Mme Anne-Marie Escoffier, ministre déléguée.  - C'est un problème récurrent, auquel nous sommes sensibles. Mais les CDCPH, qui peuvent déjà faire une proposition en la matière, n'ont pas le pouvoir réglementaire. En outre, il ne faudrait pas empiéter sur les prérogatives du CNEN. Ensuite, le conseil national pourra se prononcer sur les normes en vigueur. Enfin, sur la loi de 2005, nous voulons agir de manière concertée, dans le cadre de l'observatoire interministériel de l'accessibilité. Mme la sénatrice Campion a été chargée d'une mission à ce sujet. Retrait.

M. Jean-Pierre Vial.  - Mme la ministre veut me rassurer mais je n'entendais pas me limiter à la loi de 2005. Les élus et les acteurs concernés voient l'échéance comme une épée de Damoclès.

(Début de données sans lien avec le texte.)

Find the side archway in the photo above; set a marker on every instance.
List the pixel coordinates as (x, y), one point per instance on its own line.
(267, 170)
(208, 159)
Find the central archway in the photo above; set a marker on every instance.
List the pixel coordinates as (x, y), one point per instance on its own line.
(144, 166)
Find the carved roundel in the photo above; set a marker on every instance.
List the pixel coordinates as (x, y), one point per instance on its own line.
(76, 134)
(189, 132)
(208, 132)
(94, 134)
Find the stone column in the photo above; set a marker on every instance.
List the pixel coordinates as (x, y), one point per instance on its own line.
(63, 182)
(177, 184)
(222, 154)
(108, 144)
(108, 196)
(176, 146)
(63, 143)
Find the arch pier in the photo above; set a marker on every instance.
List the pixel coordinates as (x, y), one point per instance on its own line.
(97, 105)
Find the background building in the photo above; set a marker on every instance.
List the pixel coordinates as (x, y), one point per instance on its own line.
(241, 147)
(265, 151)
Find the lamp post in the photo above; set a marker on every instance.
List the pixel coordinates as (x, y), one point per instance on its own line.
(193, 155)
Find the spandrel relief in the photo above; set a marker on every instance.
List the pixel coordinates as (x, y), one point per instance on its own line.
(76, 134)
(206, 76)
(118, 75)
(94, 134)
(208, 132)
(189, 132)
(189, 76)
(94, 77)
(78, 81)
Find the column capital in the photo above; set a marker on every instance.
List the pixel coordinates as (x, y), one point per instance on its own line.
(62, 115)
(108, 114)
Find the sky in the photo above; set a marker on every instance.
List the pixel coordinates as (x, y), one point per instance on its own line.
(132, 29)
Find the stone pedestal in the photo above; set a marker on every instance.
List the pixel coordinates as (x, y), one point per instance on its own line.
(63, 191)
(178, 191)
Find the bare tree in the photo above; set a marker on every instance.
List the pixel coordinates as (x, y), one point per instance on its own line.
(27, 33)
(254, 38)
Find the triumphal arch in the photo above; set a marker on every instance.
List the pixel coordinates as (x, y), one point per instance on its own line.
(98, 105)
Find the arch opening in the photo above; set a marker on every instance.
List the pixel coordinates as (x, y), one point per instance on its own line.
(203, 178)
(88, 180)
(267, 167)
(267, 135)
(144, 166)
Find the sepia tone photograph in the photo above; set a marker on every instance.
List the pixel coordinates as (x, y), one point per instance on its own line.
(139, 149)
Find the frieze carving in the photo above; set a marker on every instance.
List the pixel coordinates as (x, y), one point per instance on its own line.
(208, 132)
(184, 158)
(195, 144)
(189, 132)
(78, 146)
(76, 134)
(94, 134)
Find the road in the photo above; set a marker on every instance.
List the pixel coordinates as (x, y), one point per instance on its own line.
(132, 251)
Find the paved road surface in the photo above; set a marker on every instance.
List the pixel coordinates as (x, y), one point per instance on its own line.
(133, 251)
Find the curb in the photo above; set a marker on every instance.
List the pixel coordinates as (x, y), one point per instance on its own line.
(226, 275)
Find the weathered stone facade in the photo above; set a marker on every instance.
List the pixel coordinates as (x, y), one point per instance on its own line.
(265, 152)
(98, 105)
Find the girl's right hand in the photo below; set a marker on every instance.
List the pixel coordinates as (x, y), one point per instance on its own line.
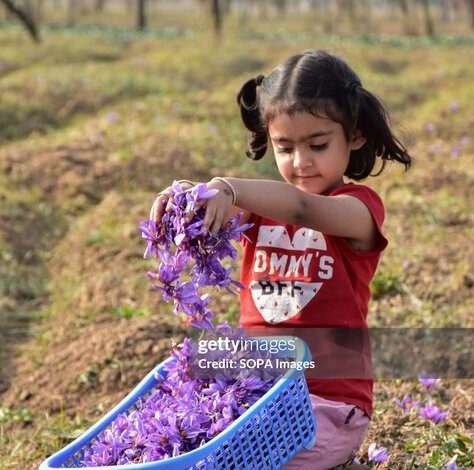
(160, 205)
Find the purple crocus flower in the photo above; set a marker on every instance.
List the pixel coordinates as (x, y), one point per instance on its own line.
(451, 465)
(377, 454)
(433, 413)
(428, 381)
(430, 127)
(454, 106)
(112, 117)
(407, 403)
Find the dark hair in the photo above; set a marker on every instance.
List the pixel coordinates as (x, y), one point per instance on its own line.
(321, 84)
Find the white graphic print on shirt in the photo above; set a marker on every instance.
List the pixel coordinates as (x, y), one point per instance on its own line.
(283, 290)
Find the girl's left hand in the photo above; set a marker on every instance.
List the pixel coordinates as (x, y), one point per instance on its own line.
(217, 207)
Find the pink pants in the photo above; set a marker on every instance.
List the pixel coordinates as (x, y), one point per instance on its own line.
(341, 428)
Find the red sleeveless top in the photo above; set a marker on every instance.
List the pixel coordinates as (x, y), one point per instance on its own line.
(295, 277)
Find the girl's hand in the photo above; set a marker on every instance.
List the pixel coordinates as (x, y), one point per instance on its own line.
(160, 205)
(218, 207)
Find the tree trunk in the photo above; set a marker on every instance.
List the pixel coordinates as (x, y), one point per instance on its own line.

Cela dit, je retire l'amendement au bénéfice de ces assurances.

L'amendement n°1 est retiré.

L'article premier et l'article 2 sont successivement adoptés.

Intervention sur l'ensemble

M. Éric Doligé .  - Pour aller vite, votons ce texte conforme. Mais il faudra résoudre rapidement le problème posé par la loi de 2005, afin de trouver des solutions réalistes et consensuelles car les associations veillent.

La proposition de loi est définitivement adoptée.